In Myers v. Bethlehem Shipbuilding Corporation, 303 U.S. 41, 50, 51, 58 S. Ct. 459, 463, 82 L. Ed. 638, Mr. Justice Brandeis declared that it has been a "long settled rule of judicial administration that no one is entitled to judicial relief for a supposed or threatened injury until the prescribed administrative remedy has been exhausted." In a footnote, some eighteen previous decisions of the Supreme Court were cited in support of the statement that the rule has been most frequently applied in equity, where relief by injunction was sought. The footnote adds, however: "But because the rule is one of judicial administration — not merely a rule governing the exercise of discretion — it is applicable to proceedings at law as well as suits in equity."

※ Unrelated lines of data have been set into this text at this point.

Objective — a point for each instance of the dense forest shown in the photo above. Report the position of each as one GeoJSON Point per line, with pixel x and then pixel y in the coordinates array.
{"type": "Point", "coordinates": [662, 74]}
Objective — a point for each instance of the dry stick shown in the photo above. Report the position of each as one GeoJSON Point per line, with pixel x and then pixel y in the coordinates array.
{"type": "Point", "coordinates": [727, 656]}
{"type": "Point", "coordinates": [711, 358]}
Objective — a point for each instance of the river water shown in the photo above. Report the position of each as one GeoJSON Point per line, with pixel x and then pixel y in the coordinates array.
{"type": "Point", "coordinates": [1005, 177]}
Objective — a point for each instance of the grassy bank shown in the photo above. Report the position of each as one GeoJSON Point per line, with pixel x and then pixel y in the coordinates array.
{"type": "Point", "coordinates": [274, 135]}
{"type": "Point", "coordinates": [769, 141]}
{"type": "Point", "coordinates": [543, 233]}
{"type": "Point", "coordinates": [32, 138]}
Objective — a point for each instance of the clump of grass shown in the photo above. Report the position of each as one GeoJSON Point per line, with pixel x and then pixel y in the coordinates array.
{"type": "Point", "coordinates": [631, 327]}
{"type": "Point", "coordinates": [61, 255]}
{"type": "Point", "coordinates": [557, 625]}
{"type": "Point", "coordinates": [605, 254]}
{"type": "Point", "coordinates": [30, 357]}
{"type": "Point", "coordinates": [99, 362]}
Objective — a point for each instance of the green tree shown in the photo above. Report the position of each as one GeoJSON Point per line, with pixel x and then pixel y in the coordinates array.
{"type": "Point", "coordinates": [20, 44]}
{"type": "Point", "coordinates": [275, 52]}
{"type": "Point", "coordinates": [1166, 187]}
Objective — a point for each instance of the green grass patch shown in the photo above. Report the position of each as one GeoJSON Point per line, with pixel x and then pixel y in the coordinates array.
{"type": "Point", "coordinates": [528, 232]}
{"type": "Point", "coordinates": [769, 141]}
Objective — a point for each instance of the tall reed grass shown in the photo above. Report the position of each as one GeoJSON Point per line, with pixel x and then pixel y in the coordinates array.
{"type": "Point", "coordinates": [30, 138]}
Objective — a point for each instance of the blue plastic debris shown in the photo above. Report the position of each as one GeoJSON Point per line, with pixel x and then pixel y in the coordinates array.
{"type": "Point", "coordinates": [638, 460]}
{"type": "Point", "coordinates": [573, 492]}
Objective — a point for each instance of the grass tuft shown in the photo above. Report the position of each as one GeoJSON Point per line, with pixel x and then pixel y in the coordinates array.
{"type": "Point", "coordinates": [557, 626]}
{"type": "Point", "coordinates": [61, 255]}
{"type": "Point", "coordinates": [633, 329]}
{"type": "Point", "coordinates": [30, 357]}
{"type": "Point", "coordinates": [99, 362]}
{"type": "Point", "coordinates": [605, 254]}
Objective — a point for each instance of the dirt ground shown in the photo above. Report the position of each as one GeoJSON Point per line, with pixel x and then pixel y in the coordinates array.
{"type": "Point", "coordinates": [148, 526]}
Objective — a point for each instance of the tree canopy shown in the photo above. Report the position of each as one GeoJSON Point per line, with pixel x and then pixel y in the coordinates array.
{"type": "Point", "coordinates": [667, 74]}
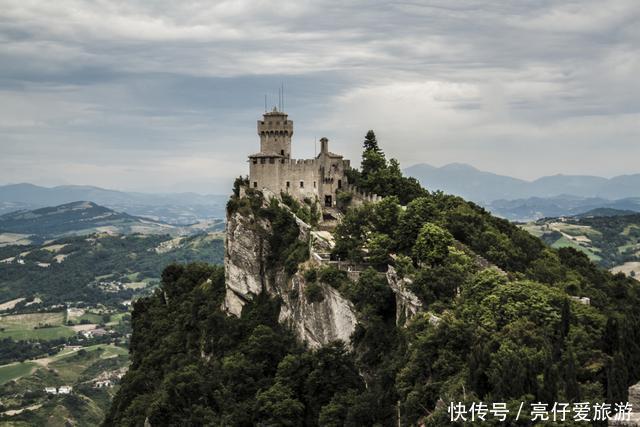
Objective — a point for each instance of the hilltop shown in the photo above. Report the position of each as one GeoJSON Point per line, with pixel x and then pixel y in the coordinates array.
{"type": "Point", "coordinates": [403, 304]}
{"type": "Point", "coordinates": [174, 208]}
{"type": "Point", "coordinates": [609, 237]}
{"type": "Point", "coordinates": [82, 218]}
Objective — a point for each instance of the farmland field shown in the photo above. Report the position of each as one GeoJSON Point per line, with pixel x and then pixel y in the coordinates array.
{"type": "Point", "coordinates": [43, 326]}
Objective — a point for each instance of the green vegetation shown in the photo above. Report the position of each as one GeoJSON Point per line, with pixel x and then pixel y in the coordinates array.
{"type": "Point", "coordinates": [254, 372]}
{"type": "Point", "coordinates": [75, 278]}
{"type": "Point", "coordinates": [22, 386]}
{"type": "Point", "coordinates": [609, 241]}
{"type": "Point", "coordinates": [15, 370]}
{"type": "Point", "coordinates": [497, 323]}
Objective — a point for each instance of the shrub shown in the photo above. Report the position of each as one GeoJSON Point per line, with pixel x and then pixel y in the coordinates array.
{"type": "Point", "coordinates": [311, 275]}
{"type": "Point", "coordinates": [313, 292]}
{"type": "Point", "coordinates": [332, 276]}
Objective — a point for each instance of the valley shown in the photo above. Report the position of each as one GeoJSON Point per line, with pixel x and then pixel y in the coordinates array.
{"type": "Point", "coordinates": [65, 314]}
{"type": "Point", "coordinates": [609, 238]}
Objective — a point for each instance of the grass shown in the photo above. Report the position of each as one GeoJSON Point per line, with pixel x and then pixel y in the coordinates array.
{"type": "Point", "coordinates": [23, 326]}
{"type": "Point", "coordinates": [38, 334]}
{"type": "Point", "coordinates": [70, 367]}
{"type": "Point", "coordinates": [563, 242]}
{"type": "Point", "coordinates": [31, 320]}
{"type": "Point", "coordinates": [90, 317]}
{"type": "Point", "coordinates": [16, 370]}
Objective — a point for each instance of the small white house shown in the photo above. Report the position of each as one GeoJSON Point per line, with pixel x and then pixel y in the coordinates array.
{"type": "Point", "coordinates": [103, 384]}
{"type": "Point", "coordinates": [64, 389]}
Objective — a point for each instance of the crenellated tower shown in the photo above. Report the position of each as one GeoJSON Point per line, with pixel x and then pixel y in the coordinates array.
{"type": "Point", "coordinates": [275, 132]}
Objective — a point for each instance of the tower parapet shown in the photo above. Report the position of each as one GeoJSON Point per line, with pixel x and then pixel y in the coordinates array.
{"type": "Point", "coordinates": [275, 131]}
{"type": "Point", "coordinates": [273, 168]}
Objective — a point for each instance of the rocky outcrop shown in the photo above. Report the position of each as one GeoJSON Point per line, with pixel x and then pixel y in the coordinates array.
{"type": "Point", "coordinates": [244, 264]}
{"type": "Point", "coordinates": [631, 419]}
{"type": "Point", "coordinates": [407, 303]}
{"type": "Point", "coordinates": [329, 317]}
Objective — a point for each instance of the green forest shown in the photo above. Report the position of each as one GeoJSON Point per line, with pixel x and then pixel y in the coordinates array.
{"type": "Point", "coordinates": [87, 258]}
{"type": "Point", "coordinates": [510, 334]}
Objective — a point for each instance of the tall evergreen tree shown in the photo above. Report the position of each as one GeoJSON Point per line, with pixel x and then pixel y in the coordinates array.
{"type": "Point", "coordinates": [370, 142]}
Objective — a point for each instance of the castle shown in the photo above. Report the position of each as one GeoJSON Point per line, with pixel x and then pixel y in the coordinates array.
{"type": "Point", "coordinates": [274, 169]}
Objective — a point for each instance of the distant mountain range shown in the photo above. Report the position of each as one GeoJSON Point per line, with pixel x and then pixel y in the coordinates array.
{"type": "Point", "coordinates": [175, 208]}
{"type": "Point", "coordinates": [471, 183]}
{"type": "Point", "coordinates": [82, 218]}
{"type": "Point", "coordinates": [520, 200]}
{"type": "Point", "coordinates": [78, 218]}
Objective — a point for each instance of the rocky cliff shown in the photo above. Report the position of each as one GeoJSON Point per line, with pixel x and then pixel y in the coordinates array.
{"type": "Point", "coordinates": [328, 318]}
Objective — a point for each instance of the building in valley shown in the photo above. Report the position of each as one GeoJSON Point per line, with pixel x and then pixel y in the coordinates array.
{"type": "Point", "coordinates": [274, 169]}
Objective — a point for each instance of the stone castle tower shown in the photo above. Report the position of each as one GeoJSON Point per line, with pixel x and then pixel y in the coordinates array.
{"type": "Point", "coordinates": [274, 169]}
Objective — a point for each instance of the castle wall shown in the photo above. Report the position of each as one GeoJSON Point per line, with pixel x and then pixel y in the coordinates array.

Upon the authority of the Myers case, supra, the Supreme Court held in Macauley v. Waterman S. S. Corp., 327 U.S. 540, 66 S. Ct. 712, 90 L. Ed. 839, that the district court was without jurisdiction because the respondent had not exhausted the administrative remedies provided in the Renegotiation Act.

In Smith v. Duldner, 6 Cir., 175 F.2d 629, 631, this court affirmed a decree denying an injunction sought by a landlord against a rent-reduction order issued pursuant to the Housing and Rent Act of 1947, 50 U.S.C.A.Appendix, § 1881 et seq. The per curiam opinion stated: "The rule, however, as to the exhaustion of administrative remedies applies just as forcibly when, as here, the contention is made that the regulations, in not providing for the right to compel attendance of witnesses, and the right of cross examination, are invalid and unconstitutional. Appellant's claim that the order of the Area Rent Director is concerned with her constitutional right and deprives her of due process of law, does not relieve her of the necessity of exhausting the administrative remedies which are afforded to her under the regulations of the Expediter and the Housing and Rent Act of 1947."

The Supreme Court held, in Aircraft & Diesel Equipment Corporation v. Hirsch, 331 U.S. 752, 767, 67 S. Ct. 1493, 91 L. Ed. 1796, that the doctrine of exhaustion of administrative remedies requires not merely the initiation of prescribed administrative procedures, but the pursuance of them to their appropriate conclusion; and that the final outcome of such procedures must be awaited before judicial intervention is sought.

The judgment of the district court in each of the two cases is affirmed.